Hmm. Well, I have an idea, but I'm not sure if it's what you're asking for - it basically seems too easy. I may be grossly misunderstanding your problem. However, it seem to me that if you want to rotate your space around the primary axis (I'll assume the first coordinate is the primary axis), you could change that first block of code from:

xi = (int) (EPSILONSHIFT * photonsBH[i].pos[0]) + XYZ_shift[0];
yi = (int) (EPSILONSHIFT * photonsBH[i].pos[1]) + XYZ_shift[1];
zi = (int) (EPSILONSHIFT * photonsBH[i].pos[2]) + XYZ_shift[2];
coord[0] = new BigInteger("" + xi);
coord[1] = new BigInteger("" + yi);
coord[2] = new BigInteger("" + zi);

into one of the following.

I'm not sure whether you want it rotated before you shift it, or what, or around which point you want it shifted, but if you rotate it around the origin before you shift it, you could use

double theta = 0.1; // in radians
xi = (int) (EPSILONSHIFT * photonsBH[i].pos[0]) + XYZ_shift[0];
yi = (int) (EPSILONSHIFT * ((Math.cos(theta) * photonsBH[i].pos[1])-(Math.sin(theta) * photonsBH[i].pos[2]))) + XYZ_shift[1];
zi = (int) (EPSILONSHIFT * ((Math.sin(theta) * photonsBH[i].pos[1])+(Math.cos(theta) * photonsBH[i].pos[2]))) + XYZ_shift[2];
coord[0] = new BigInteger("" + xi);
coord[1] = new BigInteger("" + yi);
coord[2] = new BigInteger("" + zi);

I'm basically just applying the matrix (or equations) from https://en.wikipedia.org/wiki/Rotation_%28mathematics%29. theta is however much you want the rotation to be (in radians).
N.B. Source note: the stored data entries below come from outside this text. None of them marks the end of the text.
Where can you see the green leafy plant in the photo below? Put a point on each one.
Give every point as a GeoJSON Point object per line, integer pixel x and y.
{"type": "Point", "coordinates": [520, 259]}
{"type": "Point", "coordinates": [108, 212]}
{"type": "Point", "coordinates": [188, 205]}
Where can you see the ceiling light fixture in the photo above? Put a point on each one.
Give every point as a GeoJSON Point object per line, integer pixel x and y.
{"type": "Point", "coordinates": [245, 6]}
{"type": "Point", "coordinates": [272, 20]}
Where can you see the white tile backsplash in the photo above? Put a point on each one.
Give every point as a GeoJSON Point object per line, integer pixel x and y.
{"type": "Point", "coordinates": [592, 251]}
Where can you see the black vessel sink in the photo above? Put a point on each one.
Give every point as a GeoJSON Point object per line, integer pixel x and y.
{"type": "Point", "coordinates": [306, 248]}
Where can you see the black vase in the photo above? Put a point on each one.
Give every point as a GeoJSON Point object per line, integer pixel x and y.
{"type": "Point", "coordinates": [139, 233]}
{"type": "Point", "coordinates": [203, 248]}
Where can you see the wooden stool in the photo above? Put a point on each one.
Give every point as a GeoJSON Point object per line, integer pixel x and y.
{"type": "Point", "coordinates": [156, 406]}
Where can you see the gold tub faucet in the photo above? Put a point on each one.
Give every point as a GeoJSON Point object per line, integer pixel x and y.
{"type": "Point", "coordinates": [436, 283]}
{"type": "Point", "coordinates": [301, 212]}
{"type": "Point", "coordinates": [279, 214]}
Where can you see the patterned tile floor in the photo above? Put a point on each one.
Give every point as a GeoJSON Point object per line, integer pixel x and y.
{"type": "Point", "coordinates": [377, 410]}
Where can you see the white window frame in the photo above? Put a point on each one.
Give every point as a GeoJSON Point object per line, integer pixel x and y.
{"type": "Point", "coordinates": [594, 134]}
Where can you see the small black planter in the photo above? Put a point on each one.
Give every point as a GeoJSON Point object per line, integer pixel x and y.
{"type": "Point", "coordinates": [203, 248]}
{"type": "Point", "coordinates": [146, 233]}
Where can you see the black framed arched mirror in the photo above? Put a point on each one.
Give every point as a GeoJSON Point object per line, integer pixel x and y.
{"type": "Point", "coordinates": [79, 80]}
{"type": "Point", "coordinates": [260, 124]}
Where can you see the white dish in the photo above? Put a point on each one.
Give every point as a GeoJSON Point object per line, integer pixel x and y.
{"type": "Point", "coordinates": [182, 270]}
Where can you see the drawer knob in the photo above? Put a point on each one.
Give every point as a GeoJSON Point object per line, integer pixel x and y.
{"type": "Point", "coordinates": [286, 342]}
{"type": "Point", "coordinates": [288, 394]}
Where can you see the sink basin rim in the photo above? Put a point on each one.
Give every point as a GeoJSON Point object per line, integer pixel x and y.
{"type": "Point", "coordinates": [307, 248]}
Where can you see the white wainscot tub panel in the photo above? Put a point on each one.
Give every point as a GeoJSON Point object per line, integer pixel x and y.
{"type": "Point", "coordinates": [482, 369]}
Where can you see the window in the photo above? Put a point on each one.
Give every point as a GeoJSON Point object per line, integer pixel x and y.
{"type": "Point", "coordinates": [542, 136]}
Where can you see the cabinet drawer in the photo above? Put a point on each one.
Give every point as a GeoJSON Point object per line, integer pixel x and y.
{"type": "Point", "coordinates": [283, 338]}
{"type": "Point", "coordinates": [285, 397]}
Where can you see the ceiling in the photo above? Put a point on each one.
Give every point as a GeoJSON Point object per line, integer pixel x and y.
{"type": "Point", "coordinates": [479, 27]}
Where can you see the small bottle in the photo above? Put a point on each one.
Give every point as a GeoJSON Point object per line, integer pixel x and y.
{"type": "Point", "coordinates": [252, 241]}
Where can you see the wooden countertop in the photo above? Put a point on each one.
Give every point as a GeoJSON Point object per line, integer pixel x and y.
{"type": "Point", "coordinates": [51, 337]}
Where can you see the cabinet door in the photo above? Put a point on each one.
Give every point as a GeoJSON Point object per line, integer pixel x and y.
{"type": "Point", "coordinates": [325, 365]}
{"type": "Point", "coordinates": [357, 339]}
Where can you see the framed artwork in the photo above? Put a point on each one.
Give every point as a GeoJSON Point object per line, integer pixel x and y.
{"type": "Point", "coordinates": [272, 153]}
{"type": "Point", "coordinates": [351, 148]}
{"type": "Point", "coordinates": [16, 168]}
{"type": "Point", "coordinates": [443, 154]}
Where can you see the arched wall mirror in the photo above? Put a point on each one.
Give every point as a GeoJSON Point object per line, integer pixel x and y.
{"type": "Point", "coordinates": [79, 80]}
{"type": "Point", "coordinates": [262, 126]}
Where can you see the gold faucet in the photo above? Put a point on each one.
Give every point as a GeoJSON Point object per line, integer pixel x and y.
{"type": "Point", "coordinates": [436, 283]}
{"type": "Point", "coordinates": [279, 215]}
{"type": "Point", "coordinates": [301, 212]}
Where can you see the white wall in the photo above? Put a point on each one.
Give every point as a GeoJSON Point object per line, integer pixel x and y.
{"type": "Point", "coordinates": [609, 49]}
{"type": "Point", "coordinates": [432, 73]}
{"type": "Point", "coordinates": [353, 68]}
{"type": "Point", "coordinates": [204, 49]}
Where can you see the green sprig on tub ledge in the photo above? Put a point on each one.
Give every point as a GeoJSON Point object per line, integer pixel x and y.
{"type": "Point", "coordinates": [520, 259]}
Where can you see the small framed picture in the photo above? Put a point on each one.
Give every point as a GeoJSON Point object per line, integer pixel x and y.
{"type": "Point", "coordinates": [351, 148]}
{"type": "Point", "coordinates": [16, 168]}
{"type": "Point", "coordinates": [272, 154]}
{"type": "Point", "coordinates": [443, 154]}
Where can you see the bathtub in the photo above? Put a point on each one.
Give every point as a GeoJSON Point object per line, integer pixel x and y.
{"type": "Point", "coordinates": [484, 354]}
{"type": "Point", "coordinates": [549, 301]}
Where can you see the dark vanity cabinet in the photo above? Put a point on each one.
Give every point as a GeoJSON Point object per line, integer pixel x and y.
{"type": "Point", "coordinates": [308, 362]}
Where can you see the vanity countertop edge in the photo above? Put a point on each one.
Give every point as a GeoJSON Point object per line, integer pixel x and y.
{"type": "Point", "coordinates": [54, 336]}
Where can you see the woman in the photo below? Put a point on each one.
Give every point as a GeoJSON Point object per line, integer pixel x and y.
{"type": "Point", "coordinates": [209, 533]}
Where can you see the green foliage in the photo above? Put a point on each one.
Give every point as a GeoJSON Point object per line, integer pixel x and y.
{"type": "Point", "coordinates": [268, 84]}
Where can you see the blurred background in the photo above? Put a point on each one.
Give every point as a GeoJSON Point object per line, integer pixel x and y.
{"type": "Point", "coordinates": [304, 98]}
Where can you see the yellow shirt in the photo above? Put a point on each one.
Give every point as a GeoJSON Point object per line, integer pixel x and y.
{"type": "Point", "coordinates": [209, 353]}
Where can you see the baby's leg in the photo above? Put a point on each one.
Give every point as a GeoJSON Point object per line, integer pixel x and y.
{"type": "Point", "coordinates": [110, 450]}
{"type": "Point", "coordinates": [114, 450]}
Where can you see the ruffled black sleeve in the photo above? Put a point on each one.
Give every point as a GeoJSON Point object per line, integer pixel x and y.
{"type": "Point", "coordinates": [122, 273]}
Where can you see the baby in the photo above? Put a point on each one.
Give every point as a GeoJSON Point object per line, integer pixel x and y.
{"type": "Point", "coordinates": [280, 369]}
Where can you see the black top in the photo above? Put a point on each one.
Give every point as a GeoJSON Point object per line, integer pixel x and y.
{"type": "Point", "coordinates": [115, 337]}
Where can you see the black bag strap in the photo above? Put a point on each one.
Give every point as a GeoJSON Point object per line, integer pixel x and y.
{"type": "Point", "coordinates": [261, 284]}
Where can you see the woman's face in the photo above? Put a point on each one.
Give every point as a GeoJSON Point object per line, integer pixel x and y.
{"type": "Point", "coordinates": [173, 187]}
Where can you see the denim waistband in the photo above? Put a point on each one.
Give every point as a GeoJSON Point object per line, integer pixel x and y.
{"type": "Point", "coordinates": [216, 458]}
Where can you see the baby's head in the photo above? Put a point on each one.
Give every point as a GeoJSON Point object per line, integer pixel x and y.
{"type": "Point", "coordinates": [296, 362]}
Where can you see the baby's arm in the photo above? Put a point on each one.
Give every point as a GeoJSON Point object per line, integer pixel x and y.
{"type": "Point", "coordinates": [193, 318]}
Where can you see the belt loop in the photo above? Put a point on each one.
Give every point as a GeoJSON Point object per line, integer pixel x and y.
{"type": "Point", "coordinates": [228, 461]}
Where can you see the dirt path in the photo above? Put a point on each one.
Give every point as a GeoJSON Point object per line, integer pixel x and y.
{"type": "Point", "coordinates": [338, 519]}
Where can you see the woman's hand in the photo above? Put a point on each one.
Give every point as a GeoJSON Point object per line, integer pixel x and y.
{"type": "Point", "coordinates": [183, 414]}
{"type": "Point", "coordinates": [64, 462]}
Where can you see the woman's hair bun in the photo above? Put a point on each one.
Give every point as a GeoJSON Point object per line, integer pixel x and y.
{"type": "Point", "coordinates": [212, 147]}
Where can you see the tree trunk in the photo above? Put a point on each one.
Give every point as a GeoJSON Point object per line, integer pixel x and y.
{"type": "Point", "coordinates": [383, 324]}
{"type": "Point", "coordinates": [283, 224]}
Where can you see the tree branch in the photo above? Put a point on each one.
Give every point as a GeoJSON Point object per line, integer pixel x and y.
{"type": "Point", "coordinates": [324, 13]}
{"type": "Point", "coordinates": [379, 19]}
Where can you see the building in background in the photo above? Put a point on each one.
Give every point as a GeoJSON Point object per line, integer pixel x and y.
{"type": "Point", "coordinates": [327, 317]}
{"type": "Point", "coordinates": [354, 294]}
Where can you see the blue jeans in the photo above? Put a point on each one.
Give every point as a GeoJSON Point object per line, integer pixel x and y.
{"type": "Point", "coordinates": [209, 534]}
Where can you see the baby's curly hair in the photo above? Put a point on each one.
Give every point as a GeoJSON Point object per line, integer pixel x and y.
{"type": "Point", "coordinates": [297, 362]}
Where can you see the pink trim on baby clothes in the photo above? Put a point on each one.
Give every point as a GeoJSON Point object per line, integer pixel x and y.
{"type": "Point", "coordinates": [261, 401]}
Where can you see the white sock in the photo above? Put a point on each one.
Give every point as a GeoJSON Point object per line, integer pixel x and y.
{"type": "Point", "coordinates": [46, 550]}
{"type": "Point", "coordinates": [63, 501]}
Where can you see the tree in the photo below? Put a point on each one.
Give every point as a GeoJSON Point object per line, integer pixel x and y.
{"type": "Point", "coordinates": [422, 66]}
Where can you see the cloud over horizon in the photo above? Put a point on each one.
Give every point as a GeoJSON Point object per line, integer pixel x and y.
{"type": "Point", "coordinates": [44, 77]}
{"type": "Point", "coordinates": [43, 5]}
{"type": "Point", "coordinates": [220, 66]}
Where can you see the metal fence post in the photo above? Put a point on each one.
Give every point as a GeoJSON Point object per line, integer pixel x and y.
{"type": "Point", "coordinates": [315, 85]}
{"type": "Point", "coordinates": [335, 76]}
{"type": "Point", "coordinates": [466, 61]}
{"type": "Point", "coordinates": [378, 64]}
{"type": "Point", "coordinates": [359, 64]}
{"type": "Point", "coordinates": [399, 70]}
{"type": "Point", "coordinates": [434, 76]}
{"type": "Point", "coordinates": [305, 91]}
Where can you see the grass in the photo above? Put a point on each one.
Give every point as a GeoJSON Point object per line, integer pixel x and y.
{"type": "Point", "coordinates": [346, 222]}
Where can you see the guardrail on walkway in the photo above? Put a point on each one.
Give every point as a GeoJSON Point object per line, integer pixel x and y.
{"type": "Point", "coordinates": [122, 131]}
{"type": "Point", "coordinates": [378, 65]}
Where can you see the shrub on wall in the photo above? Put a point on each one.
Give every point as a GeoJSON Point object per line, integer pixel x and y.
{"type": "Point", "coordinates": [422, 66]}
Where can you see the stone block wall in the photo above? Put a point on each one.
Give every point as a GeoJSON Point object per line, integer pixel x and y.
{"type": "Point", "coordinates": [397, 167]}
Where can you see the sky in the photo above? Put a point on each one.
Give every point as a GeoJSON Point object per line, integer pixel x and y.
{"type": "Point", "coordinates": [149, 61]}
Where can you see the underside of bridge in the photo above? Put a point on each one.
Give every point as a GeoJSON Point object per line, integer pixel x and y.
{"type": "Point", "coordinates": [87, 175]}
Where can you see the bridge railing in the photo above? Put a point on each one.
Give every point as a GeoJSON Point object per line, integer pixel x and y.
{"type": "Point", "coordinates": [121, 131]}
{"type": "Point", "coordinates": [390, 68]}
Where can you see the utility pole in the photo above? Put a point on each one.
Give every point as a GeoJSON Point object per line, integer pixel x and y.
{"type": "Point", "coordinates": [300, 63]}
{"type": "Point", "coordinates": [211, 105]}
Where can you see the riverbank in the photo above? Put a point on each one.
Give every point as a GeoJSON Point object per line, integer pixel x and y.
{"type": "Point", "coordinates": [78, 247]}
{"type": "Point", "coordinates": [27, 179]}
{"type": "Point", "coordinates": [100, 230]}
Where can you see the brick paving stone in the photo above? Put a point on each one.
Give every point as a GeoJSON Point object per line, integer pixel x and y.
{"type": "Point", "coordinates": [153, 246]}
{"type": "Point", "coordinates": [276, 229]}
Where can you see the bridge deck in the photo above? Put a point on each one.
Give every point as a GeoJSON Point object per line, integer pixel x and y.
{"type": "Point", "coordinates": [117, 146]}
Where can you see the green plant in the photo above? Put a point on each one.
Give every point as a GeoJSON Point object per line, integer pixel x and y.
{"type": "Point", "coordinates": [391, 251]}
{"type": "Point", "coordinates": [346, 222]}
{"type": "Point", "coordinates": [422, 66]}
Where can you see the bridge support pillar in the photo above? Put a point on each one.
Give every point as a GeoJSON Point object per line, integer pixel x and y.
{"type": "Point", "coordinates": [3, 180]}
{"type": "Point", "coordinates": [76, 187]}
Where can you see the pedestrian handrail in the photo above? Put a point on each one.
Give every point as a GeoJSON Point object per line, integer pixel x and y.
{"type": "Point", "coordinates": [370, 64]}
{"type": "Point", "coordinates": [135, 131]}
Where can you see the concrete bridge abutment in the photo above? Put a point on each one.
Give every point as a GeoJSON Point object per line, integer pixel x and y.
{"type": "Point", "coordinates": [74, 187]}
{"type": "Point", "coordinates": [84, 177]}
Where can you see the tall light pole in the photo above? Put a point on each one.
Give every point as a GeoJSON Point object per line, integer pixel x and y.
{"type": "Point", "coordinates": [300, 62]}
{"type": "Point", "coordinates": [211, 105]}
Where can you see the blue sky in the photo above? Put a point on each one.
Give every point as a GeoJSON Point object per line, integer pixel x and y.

Remember that you'd need to rotate back when you're converting back. Like, here's how I'd undo the above function:

xi = coord[0].intValue();
yi = coord[1].intValue();
zi = coord[2].intValue();
photonsBH[i].pos[0] = (int)((xi - XYZ_shift[0]) / EPSILONSHIFT);
double yt = (yi - XYZ_shift[1]) / EPSILONSHIFT;
double zt = (zi - XYZ_shift[2]) / EPSILONSHIFT;
photonsBH[i].pos[1] = (int)((Math.cos(theta) * yt)+(Math.sin(theta) * zt));
photonsBH[i].pos[2] = (int)((-Math.sin(theta) * yt)+(Math.cos(theta) * zt));

I don't know precisely how rounding will affect your results. Nor do I know if you want it rotated before shifting, or what. In fact, I don't even know if this is actually what you're looking for. Maybe it'll just crash your code. Let me know if you want a version that rotates after the shift, or rotates around a certain point or something.